In 1966, she entered Shaker's Shocker in the Tennessee Walking Horse National Celebration and won the four-year-old junior stake. She was expected to compete in the four-year-old division again but instead chose to enter the open stake, making her the first woman ever to enter the World Grand Championship class. Sain and Shaker's Shocker placed first out of 13 horses. Sain was the first woman to win, and at age 23 was the youngest rider in the class.
After his win, Shaker's Shocker was retired to stud at Sain Stables in Bell Buckle, Tennessee.
Sain later exported horses to Israel, Mexico and several other countries, as well as many US states. She rode Shaker's Shocker at University of Tennessee football games. She raised goats as well as horses, and supported a controversial Tennessee law that would have enacted a bounty on the killing of coyotes. When a reporter denied that there were coyotes in Tennessee, Sain froze a dead coyote to preserve it, tied a bow around its neck and presented it to him.

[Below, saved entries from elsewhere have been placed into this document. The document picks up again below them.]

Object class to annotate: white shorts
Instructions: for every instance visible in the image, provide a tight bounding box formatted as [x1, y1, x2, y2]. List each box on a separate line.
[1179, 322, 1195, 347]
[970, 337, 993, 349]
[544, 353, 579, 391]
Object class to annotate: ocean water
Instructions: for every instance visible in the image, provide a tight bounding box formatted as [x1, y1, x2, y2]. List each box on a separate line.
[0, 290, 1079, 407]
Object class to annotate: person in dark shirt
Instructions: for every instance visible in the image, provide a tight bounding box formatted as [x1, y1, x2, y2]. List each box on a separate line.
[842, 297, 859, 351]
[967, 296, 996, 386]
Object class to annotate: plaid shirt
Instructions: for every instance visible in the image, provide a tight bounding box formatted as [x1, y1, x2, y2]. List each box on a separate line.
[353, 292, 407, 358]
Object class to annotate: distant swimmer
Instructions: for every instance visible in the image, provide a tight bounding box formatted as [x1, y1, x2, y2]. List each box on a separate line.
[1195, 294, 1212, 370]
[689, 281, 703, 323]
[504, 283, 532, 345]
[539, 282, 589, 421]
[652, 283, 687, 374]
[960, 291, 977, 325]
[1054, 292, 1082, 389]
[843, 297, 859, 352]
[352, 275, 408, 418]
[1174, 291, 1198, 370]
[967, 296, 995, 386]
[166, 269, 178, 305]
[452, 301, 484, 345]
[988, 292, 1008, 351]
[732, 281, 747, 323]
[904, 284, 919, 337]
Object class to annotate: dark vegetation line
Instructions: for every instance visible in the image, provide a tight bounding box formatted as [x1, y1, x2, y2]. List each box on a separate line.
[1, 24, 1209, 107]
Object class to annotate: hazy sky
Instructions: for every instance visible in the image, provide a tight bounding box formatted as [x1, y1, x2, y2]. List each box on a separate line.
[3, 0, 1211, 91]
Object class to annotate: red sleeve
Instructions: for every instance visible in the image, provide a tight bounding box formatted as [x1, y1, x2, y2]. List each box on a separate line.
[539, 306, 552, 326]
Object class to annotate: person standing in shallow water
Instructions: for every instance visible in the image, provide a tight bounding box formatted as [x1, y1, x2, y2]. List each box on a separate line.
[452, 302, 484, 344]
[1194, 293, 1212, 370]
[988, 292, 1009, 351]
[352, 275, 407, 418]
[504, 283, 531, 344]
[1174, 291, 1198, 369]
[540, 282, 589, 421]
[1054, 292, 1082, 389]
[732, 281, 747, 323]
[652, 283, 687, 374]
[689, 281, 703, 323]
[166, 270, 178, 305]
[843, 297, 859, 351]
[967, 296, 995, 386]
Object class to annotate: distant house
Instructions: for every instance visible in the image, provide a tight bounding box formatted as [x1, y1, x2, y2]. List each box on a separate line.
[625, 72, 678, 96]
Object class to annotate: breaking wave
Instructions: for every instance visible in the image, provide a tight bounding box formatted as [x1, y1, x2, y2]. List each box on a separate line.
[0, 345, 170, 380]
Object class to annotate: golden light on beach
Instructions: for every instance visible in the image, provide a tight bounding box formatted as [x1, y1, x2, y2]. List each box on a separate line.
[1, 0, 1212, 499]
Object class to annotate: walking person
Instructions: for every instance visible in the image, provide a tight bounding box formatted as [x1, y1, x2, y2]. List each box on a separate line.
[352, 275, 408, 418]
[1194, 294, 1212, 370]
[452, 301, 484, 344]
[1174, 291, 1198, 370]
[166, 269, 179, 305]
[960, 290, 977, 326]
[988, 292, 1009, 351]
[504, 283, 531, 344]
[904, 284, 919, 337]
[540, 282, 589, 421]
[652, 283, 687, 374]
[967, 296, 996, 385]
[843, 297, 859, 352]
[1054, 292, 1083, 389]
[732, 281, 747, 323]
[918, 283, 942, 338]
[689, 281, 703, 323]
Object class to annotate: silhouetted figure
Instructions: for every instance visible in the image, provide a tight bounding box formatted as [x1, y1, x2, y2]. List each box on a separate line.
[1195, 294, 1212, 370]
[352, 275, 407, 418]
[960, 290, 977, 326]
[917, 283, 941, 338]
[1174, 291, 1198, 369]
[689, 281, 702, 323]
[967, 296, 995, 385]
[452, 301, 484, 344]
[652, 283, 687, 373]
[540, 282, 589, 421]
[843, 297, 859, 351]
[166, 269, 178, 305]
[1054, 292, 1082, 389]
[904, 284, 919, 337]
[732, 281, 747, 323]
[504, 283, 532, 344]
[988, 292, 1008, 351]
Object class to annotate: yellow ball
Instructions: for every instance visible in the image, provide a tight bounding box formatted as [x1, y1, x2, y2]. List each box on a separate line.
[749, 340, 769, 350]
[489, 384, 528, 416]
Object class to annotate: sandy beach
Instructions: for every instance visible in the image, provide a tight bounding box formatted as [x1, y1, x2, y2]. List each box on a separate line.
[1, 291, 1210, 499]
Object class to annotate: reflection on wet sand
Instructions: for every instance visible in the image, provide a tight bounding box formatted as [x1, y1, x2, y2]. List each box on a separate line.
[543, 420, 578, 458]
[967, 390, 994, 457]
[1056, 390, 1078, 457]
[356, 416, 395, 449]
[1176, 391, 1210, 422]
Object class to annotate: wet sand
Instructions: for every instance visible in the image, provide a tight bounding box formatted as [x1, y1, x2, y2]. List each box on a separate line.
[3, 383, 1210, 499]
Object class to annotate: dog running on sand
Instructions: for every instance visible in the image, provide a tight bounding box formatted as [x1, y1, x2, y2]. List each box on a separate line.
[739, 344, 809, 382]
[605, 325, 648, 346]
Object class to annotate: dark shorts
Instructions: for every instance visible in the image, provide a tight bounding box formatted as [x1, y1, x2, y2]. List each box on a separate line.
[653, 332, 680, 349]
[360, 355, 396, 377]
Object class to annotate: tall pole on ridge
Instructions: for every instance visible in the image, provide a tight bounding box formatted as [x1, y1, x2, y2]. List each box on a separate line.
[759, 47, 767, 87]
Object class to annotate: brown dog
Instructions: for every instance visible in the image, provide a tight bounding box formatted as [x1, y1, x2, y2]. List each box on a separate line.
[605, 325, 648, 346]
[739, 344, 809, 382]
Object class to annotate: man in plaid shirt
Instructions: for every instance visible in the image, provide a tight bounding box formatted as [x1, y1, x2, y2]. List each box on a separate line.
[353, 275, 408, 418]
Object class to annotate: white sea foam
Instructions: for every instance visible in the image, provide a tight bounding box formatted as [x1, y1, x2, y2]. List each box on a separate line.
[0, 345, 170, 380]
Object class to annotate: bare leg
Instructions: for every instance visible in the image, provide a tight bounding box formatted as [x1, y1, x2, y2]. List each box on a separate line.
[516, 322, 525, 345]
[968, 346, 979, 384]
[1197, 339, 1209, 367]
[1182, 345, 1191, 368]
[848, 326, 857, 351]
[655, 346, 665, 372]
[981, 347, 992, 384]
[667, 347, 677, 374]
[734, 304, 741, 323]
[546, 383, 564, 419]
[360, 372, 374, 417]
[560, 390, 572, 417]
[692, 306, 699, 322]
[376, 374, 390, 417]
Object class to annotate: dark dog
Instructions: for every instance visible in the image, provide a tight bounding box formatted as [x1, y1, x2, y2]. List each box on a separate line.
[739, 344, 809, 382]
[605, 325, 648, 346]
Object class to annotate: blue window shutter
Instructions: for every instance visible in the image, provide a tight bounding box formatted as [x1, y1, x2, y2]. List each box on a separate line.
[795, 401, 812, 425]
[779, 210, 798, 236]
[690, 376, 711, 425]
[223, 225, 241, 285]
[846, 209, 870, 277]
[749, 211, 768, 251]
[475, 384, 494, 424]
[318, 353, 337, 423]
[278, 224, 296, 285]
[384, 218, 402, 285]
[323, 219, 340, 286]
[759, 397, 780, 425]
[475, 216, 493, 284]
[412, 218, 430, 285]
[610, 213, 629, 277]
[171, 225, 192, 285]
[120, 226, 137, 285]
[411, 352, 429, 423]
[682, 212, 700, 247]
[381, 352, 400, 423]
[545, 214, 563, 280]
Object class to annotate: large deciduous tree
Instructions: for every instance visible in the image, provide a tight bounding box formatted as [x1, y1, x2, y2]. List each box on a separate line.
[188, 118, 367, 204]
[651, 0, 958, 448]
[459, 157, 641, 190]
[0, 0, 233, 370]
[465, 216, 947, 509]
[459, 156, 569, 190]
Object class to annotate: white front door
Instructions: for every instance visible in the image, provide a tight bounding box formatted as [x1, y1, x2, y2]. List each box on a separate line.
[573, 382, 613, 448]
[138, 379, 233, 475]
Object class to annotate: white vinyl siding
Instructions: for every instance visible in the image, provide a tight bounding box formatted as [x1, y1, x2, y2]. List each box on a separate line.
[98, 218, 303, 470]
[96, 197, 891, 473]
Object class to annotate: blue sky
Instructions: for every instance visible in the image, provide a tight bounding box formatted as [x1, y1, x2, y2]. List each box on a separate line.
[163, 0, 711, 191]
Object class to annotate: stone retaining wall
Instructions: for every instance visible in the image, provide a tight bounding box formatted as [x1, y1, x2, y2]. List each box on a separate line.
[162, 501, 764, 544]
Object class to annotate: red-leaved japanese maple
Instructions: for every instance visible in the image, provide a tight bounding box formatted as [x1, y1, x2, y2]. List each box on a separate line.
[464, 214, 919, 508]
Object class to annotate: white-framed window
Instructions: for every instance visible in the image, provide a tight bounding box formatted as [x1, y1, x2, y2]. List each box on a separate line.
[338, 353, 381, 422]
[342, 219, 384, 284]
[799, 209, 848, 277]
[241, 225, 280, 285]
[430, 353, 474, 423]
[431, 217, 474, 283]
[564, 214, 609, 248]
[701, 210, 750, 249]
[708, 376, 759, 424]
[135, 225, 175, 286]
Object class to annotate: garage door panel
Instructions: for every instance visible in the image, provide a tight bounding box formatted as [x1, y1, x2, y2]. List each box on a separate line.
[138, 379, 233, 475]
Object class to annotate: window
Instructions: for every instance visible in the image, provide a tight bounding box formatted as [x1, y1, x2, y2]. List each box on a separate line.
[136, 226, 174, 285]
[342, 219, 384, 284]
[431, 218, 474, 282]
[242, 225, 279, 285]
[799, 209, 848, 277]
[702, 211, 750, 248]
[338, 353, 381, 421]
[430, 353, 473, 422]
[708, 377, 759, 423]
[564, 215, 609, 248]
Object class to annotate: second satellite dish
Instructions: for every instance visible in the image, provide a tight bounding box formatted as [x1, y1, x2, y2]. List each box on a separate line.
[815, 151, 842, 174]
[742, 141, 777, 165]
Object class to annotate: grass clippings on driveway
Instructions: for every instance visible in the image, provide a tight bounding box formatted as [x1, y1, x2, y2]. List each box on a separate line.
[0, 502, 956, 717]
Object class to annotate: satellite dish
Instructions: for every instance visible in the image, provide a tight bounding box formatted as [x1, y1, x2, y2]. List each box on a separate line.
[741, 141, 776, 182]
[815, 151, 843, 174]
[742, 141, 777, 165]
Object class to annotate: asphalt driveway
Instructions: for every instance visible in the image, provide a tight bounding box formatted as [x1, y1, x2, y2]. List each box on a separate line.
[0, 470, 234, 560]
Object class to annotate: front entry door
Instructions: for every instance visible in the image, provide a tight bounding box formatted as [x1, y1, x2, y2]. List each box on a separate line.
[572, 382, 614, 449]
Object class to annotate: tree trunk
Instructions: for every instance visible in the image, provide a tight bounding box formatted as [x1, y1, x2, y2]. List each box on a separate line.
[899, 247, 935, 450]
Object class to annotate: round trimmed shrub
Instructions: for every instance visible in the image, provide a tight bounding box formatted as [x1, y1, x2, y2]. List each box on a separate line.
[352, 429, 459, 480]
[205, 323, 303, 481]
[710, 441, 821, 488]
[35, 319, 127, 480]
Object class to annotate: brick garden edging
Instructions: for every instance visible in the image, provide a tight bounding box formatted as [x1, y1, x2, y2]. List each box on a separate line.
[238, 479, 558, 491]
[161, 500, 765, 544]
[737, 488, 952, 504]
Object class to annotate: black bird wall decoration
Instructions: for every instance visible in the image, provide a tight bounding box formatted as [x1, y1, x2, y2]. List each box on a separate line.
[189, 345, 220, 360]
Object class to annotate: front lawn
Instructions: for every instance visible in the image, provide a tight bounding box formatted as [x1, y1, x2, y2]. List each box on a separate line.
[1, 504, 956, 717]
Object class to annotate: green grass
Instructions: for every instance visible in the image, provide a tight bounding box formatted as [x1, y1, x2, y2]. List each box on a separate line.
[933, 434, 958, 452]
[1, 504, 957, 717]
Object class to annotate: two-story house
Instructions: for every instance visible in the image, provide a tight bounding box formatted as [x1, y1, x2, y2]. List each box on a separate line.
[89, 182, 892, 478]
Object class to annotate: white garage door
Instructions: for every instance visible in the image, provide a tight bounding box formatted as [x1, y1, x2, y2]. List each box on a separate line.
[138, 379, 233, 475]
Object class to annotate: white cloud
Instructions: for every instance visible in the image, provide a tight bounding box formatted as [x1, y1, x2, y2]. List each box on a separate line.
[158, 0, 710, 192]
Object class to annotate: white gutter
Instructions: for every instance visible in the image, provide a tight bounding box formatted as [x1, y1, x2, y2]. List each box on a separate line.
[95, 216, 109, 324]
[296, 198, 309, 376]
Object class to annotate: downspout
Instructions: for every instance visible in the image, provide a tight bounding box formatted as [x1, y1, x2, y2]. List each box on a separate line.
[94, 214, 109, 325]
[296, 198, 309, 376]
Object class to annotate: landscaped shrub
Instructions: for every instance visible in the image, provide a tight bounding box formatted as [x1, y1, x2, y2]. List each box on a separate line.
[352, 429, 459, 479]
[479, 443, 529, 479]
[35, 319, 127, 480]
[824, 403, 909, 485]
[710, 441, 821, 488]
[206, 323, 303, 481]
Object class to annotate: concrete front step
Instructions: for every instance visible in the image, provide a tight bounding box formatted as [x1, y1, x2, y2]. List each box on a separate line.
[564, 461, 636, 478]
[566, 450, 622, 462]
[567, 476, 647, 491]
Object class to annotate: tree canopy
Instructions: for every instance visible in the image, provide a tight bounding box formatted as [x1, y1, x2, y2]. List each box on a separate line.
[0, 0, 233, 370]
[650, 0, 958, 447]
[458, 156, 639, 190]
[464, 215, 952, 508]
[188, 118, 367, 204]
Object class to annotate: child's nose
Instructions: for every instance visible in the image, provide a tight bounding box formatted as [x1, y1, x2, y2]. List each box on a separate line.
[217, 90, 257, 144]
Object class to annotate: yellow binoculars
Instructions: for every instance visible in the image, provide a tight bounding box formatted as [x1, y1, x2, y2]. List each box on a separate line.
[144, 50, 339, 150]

==Legacy and recognition==
Although Sain was offered several book and movie deals, she turned them all down. In 2010, the Sain House at Webb School was given a Tennessee historical marker.
In 2015, Betty Sain gave a presentation on her family's history, her own experiences with Shaker's Shocker and later horses, and an overview of the Tennessee Walking Horse breed at a meeting of the Bedford County Historical Society.
The Tennessee Walking Horse National Museum in Wartrace has a permanent exhibit on Betty Sain and Shaker's Shocker.